Of course, this eventually resulted in the intended explosion. Each step in its sabotage would result in a different variety. It could tell that someone had caught on, reaching the third of twenty stages necessary to fix the damage it had caused. A novice, then. No one of actual knowledge
It saw the ship buckle and break as the wild storm of unregulated ether reactions ripped it apart. Lights in several spectrums burst out from the wreckage to form a kaleidoscope of unbridled power. Unfortunately, two shapes emerged from that multicolored explosion, which meant its job was not done. A ball of gold and purple holding a shield and a sphere of ice coated in layers of white string.
Knowing that the purple and gold figure was the target, it focused on that. The ice ball could safely be dismissed. So it focused on the target, watching shrapnel belt him continuously. It was not overly concerned that the target had survived. It had hoped for a swift resolution to this task, but shrouded could be annoyingly sturdy. Fortunately, the target was on a dragon continent. He would not be receiving backup, and the angry dragons drawn by the explosion would likely end his life.
So it was with stunned disbelief that it watched as two pieces of shrapnel stuck the target in the head and lower back. He saw the target go limp and assumed he had passed out. It had thought this was a positive outcome until the target started speeding up. To the degree that he was rapidly leaving the drone behind.

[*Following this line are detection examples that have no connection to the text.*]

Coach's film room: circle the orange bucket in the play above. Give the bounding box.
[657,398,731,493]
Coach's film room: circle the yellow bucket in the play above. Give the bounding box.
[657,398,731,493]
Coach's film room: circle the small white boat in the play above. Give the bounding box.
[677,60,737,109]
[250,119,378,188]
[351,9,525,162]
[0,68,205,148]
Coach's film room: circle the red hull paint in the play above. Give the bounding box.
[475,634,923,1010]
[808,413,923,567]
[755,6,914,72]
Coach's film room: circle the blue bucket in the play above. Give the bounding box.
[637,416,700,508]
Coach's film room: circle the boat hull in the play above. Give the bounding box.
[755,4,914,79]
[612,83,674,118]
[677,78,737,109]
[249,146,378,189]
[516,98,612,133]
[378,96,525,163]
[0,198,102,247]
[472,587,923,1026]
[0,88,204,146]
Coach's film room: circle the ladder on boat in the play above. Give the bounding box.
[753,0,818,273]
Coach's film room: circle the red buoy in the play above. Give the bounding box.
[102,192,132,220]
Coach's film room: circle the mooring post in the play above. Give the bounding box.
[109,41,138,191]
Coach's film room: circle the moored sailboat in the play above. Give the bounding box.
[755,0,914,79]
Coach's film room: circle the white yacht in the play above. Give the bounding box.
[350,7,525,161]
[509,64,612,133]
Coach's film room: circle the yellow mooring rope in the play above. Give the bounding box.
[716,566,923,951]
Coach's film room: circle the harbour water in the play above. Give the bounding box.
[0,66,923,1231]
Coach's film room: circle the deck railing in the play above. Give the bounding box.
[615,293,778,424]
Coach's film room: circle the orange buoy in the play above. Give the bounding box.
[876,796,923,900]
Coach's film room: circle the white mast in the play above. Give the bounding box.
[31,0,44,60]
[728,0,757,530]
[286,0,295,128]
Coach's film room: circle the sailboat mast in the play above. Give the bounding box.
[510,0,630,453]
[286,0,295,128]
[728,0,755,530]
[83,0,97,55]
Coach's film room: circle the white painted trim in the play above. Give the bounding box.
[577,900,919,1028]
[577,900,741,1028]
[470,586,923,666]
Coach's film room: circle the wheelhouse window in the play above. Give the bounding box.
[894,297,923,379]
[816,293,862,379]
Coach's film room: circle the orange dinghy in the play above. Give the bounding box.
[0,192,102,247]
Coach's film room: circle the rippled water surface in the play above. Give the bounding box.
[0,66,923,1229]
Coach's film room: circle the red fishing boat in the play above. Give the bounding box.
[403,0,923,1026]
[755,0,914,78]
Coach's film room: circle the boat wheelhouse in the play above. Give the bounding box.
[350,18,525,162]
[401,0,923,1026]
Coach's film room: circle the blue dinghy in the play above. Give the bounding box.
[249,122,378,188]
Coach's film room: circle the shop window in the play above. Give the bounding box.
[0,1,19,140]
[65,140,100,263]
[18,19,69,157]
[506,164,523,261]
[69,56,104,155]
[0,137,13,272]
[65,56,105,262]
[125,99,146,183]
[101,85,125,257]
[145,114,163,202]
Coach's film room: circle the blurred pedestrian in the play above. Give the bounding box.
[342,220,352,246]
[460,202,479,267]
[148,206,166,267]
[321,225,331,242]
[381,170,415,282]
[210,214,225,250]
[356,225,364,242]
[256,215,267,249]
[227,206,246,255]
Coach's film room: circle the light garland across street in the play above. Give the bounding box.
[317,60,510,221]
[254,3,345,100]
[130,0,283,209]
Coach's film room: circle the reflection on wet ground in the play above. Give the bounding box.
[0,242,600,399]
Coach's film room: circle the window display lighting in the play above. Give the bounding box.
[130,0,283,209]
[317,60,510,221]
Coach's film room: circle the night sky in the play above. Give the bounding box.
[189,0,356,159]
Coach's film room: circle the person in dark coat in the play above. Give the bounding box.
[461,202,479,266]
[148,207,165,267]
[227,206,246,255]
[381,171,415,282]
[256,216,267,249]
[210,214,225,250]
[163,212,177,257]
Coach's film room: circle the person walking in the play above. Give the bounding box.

This was both confusing and upsetting. It needed to bear witness to the target's death, and confirm the mission's completion. To lose sight of the target was unacceptable. The last the drone caught of the unconscious but still accelerating figure was the spontaneous appearance of several ghostly white figures with green flames around their bodies moving over the target's body.
If it could have sighed, it would have. This was not an ideal outcome. Rising from its folded position in the Turtle Fortress cargo hold, it reaffirmed the hologram covering its true appearance. Walking swiftly, it passed several shrouded on the way to the deck. None gave its projected human guise a second glance. After all, there were several hundred people on board. No one was familiar with everyone else.
Reaching the deck, it moved to an isolated position and waited until no one was observing it. Then, it simultaneously flung itself over the side while changing its false aura to null, blending into the background. After it had dropped several hundred feet, it dropped the hologram and activated the flight crystals embedded in what had once been feet. With a boom, it launched off in the direction of the dragon continent.
If its drone could not observe the target, it would have to go itself.